In Crater v. Crater, 135 Cal. 633 [67 P. 1049], it is said:

"It is well established that in divorce proceedings the court has the power to vary and modify its decree as to the custody of the minor children from time to time, as circumstances change. The court, in revising and modifying its decree, proceeds upon new facts considered in connection with the facts formerly established, the change of circumstances, the conduct of the parties, and the best interests of the child. [47 Cal. App. 2d 440] The good of the child is regarded as the controlling force in directing its custody, and the courts will always look to this rather than to the whims and caprices of the parties. The morals of the parents, their financial condition, their subsequent marriage, the age of the child, and the devotion of either parent to its best interests are all factors to be weighed and considered by the court. All such applications are addressed to the sound legal discretion of the court below, and its conclusion will not be disturbed here, except, it should clearly appear that its discretion has been abused."

[1] It is the contention of appellant that under the holding in the case of Foster v. Foster, 8 Cal. 2d 719 [68 PaCal.2d 719], the decree could not be modified unless the evidence discloses a "change of circumstances" since the entry of the first order, and that the record shows that the facts presented are the same as those proven at the original hearing. Respondent asserts that other and additional facts were proven at the second hearing.

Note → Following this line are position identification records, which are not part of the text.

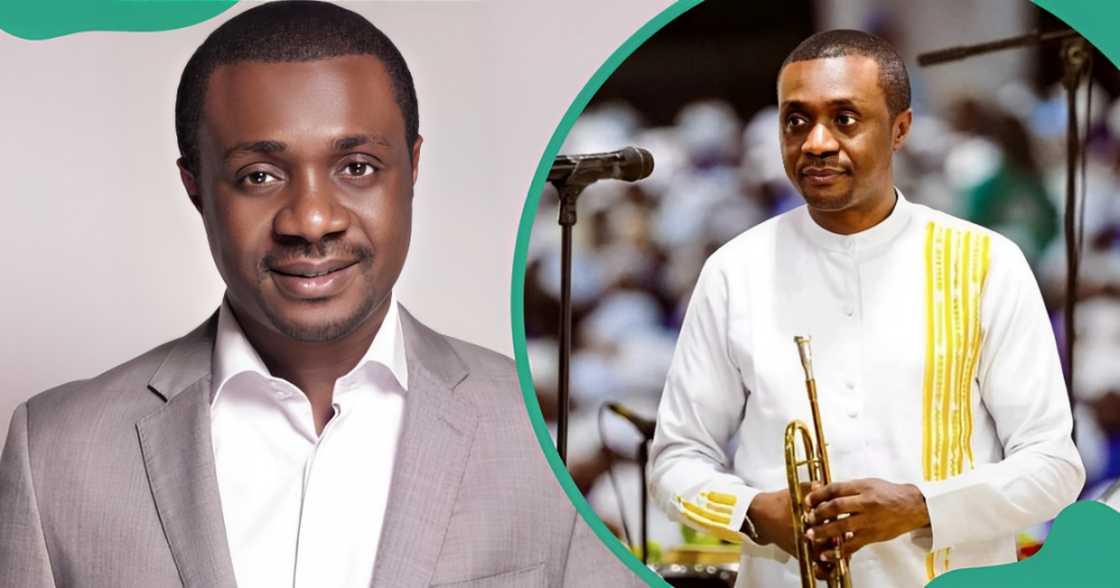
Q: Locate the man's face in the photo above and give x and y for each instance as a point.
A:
(837, 132)
(305, 188)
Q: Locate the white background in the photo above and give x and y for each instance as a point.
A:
(103, 257)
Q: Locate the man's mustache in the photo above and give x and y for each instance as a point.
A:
(308, 251)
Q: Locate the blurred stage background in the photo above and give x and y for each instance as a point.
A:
(987, 145)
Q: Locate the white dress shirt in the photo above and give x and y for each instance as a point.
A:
(304, 510)
(935, 365)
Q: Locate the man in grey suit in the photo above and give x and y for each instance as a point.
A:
(311, 432)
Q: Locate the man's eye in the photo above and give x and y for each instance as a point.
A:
(259, 178)
(358, 168)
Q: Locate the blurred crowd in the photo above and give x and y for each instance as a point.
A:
(638, 248)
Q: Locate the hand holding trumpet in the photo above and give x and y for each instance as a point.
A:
(861, 512)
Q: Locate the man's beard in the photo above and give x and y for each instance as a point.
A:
(323, 332)
(334, 329)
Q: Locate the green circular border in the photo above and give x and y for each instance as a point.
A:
(518, 288)
(1094, 19)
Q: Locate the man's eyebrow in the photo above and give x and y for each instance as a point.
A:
(345, 143)
(254, 147)
(839, 102)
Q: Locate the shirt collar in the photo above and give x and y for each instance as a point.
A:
(865, 241)
(234, 354)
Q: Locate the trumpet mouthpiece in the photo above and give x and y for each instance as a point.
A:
(806, 355)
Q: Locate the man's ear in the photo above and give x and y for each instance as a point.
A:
(416, 159)
(190, 185)
(901, 129)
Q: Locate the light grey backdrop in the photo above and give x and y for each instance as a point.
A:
(103, 255)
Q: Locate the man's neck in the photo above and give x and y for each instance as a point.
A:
(314, 366)
(856, 220)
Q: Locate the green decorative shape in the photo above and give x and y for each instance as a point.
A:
(1094, 19)
(1078, 552)
(518, 288)
(1078, 548)
(37, 20)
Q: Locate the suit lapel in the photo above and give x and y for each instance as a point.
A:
(437, 435)
(179, 462)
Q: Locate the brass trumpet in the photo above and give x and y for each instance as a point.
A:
(817, 459)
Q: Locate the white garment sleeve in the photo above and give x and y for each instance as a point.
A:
(1024, 392)
(701, 409)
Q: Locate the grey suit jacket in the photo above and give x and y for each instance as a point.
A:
(110, 482)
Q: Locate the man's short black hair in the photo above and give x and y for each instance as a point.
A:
(840, 43)
(296, 30)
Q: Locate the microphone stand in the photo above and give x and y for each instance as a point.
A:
(643, 458)
(1076, 56)
(569, 188)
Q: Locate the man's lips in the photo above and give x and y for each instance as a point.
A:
(821, 176)
(310, 269)
(822, 171)
(306, 280)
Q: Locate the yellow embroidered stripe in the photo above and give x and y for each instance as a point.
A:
(957, 267)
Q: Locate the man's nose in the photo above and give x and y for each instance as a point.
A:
(820, 141)
(311, 212)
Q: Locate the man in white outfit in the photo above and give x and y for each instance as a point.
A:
(941, 392)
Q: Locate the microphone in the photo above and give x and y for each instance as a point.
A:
(628, 164)
(644, 426)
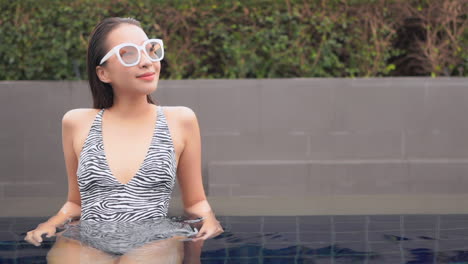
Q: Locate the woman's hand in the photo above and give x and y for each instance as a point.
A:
(210, 228)
(35, 236)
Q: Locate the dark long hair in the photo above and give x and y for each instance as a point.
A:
(103, 95)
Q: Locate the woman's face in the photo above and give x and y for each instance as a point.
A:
(126, 80)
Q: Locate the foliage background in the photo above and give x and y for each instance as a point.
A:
(47, 40)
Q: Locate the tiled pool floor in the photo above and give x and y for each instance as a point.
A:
(300, 239)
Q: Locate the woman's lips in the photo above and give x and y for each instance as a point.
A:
(147, 77)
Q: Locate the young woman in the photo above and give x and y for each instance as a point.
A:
(123, 155)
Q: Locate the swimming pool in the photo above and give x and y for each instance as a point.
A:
(300, 239)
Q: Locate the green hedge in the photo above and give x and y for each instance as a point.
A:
(46, 40)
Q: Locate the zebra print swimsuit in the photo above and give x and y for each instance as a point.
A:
(145, 196)
(116, 217)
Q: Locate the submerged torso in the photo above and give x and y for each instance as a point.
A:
(145, 196)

As the record at the former hearing is not before us, we cannot say that the proof was the same as that adduced at the original hearing. In support of the order, we must assume that other and different facts were established at the second hearing.

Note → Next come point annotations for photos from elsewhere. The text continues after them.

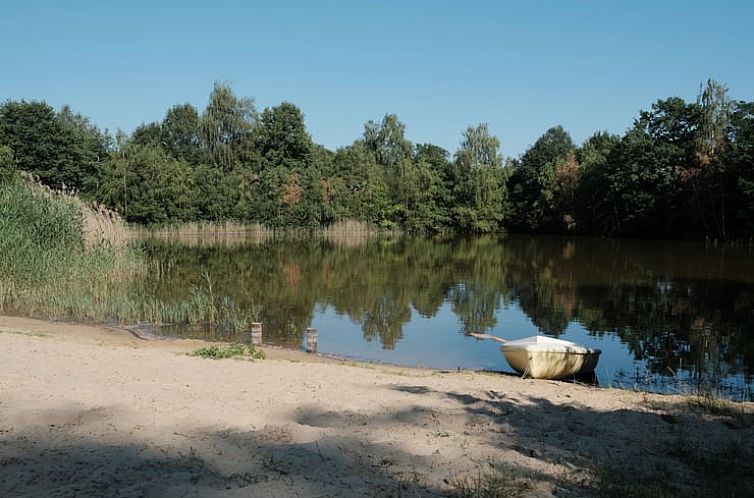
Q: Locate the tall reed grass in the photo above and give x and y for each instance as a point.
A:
(63, 259)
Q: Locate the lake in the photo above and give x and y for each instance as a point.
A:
(668, 316)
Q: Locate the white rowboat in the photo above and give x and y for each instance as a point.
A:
(543, 357)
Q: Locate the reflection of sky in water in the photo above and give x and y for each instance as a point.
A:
(439, 343)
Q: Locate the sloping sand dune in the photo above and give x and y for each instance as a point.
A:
(89, 411)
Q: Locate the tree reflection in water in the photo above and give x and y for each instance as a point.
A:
(678, 307)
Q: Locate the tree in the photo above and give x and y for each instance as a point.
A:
(59, 148)
(148, 186)
(481, 197)
(592, 198)
(387, 141)
(180, 133)
(283, 139)
(706, 174)
(226, 126)
(543, 183)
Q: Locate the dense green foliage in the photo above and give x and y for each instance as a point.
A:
(48, 269)
(681, 170)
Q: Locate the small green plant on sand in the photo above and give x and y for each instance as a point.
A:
(232, 350)
(489, 481)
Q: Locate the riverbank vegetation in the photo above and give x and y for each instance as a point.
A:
(681, 170)
(63, 259)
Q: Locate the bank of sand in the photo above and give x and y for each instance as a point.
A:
(90, 411)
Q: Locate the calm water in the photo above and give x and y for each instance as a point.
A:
(668, 316)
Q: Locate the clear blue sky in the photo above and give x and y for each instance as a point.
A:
(440, 66)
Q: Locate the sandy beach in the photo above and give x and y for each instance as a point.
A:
(93, 411)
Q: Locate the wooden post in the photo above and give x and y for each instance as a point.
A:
(311, 340)
(256, 334)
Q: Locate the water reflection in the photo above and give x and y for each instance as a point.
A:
(680, 310)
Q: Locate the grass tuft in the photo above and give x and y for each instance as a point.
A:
(230, 351)
(490, 481)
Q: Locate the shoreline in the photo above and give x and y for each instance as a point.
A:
(94, 411)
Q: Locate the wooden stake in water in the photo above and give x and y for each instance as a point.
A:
(256, 334)
(311, 340)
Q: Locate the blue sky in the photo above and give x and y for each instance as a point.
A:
(440, 66)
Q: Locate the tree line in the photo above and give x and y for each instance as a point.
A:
(682, 170)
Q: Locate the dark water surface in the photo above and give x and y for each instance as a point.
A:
(668, 317)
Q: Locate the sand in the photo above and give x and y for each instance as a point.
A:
(92, 411)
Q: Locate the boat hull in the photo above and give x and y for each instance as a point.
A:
(550, 358)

[2] It is next urged that the court erred, over the objection of appellant, in admitting in evidence testimony concerning matters which occurred prior to the first hearing. Only three instances of such alleged error are pointed out by appellant. Several witnesses were asked the question in respect to respondent, and concerning her reputation for morality "at any time during the last six or eight months." The second hearing was held more than six months after the first. The only other instance of testimony in the same category to which an objection was overruled, is the following, (with a Mrs. Medlin on the witness stand): "Q. Now, will you state whether or not, prior to 1939, Mr. Valentine manifested any affection toward you? A. Yes. We manifested an attraction for each other."

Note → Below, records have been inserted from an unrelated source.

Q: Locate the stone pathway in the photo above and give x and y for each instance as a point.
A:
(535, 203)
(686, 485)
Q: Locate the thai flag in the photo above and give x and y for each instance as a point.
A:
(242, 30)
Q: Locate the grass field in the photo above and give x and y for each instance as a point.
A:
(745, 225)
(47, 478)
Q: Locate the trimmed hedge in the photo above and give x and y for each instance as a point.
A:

The sole issue before the court was the fitness of each spouse to have the custody of their child. Each attacked the other. Evidence of the delinquencies of either which concerned acts committed prior to the first hearing were clearly not admissible. (In re Wood, 103 Cal. App. 790 [285 P. 323].) [3] We are of the opinion, however, that [47 Cal. App. 2d 441] the admission of the testimony mentioned was not an error of sufficient gravity to warrant a reversal of the order. Aside from such testimony, there is abundant evidence to sustain the finding of the trial court that respondent was a fit person to have the custody to her daughter. In addition, the legislature has laid down the rule that "other things being equal, if the child is of tender years, it should be given to the mother. ..." (Civ. Code, sec. 138, subd. 2.) In the final analysis, the sole question is the best welfare of the minor, and on a hearing of this character, justice is not attained by a too strict adherence to the technical rules of evidence. The discretion committed to the trial court was not abused.

The order is affirmed.

Thompson, J., and Pullen, P. J., concurred.